Saye Gning admet que la subvention de la maire leur a ouvert la voie, mais ne leur a pas permis d’atteindre une autonomie dans leurs entreprises. Conseillère municipale, elle voudrait investir dans le maraichage et dans l’élevage de volaille. Elle dispose d’un terrain, mais n’a pas les moyens de concrétiser son rêve. Et des femmes comme elle, il y en a beaucoup à Ngoundiane. La mairie, dans ses programmes de développement local, leur dispense des formations en collaboration avec des partenaires au développement. «Certaines ont été formées aux techniques de fabrication du savon, d’autres à la transformation des céréales», souligne le secrétaire municipal. Oumy Tine, conseillère municipale et présidente de la Commission sociale et Petite enfance, en fait partie. Formée à la fabrication de savon à base de carotte, d’huile de palme et de henné, elle «attend d’avoir les moyens pour (se) lancer».
Espoir de financements conséquents
A la mairie de Ngoundiane, M. Mbaye Ndione reconnaît la modicité du budget alloué aux femmes. «Si on rapporte ces 25 millions aux 5 000 femmes adhérentes des Gpf, cela peut paraître dérisoire», indique-t-il. La présidente de l’Union des groupements féminins salue cependant cette initiative qui a suscité en elles un esprit d’entreprenariat. «Malgré les difficultés liées au manque de financement, les femmes arrivent à s’en sortir. Dans chaque village il y a un marché entièrement réalisé par l’équipe municipale et cela participe au développement du commerce dans notre localité», témoigne-t-elle. Mais Ypanne Ndiaye estime que l’argent alloué aux femmes depuis des années n’a pas impacté sur leurs conditions de vie. «Ce ne sont pas ces petits crédits qui vont sortir les femmes de la pauvreté», fait-il remarquer. Pour le maire, «les femmes méritent plus mais 25 millions et plus de 5 millions en matériels, c’est quelque chose».

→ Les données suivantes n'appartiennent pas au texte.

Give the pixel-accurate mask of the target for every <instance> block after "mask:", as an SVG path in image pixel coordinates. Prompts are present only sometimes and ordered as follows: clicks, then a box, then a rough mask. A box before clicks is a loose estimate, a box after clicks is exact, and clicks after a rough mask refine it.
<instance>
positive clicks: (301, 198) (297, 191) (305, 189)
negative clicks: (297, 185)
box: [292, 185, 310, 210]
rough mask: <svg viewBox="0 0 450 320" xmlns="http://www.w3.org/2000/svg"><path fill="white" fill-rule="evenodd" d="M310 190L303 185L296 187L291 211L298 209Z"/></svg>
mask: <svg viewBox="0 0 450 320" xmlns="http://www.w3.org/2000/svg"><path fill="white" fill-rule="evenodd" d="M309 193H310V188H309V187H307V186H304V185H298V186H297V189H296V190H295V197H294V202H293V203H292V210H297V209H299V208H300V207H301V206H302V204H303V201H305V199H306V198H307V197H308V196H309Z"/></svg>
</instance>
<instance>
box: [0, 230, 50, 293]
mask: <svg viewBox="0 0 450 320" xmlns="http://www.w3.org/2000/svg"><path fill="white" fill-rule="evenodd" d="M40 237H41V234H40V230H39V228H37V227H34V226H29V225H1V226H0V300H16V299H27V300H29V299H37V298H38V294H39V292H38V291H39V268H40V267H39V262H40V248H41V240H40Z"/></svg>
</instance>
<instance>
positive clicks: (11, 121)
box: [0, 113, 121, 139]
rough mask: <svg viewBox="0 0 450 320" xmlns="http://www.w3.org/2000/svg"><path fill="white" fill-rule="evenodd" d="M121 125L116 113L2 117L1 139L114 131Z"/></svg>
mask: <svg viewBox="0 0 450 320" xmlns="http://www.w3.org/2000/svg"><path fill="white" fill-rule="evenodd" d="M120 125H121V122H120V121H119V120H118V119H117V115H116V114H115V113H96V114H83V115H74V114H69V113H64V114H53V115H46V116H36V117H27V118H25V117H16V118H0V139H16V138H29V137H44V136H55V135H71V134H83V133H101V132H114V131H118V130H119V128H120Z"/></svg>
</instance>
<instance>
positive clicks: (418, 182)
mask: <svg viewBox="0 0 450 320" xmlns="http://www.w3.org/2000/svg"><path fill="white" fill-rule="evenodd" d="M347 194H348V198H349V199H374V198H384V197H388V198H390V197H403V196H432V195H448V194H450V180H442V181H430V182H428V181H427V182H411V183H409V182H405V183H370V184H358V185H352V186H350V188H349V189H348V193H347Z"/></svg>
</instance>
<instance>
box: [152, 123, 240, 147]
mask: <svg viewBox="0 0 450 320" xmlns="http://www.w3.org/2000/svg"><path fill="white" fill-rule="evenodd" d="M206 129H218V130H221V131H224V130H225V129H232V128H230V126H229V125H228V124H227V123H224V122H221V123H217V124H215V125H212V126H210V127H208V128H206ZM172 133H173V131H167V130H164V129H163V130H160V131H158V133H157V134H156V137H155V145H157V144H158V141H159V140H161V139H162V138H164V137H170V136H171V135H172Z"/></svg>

M. Dione, lors de ce conseil, a demandé à la présidente d’organiser une grande réunion avec toutes les femmes pour évaluer l’impact de ces fonds sur les activités des femmes. Une façon de mesurer les effets de cet investissement, mais aussi d’orienter et, au besoin, de changer de stratégie pour plus d’efficacité.
ENCADRE
Les femmes absentes de l’élaboration des budgets
La prise en compte des intérêts des femmes réside d’abord dans leur bonne représentation au sein de l’institution municipale. Car il faut qu’elles soient présentes pour exprimer leurs besoins et les défendre. A Ngoundiane, l’équipe municipale compte 22 conseillères sur 46. Si la parité homme-femme n’est pas respectée, la commune n’est est pas loin. Seulement les conseillères participent plus au vote du budget qu’à son élaboration et à sa planification. Or, pour Seydina Mouhamed Mbaye, spécialiste en finances publiques, chargé des programmes à l’Ong 3D, cette première étape est la plus importante. «C’est l’étape où on collecte les besoins des populations pour ensuite les traduire en budget. Souvent les hommes dament le pion aux femmes car la question budgétaire est très technique et la plupart des femmes n’ont pas le niveau requis.»
Une difficulté qui n’épargne pas Ngoundiane. Les conseillères interrogées disent ne pas être au fait des questions d’élaboration et de planification du budget. Le secrétaire municipal Isma Tine incrimine la parité qui, selon lui, est la «résultante» de cette situation.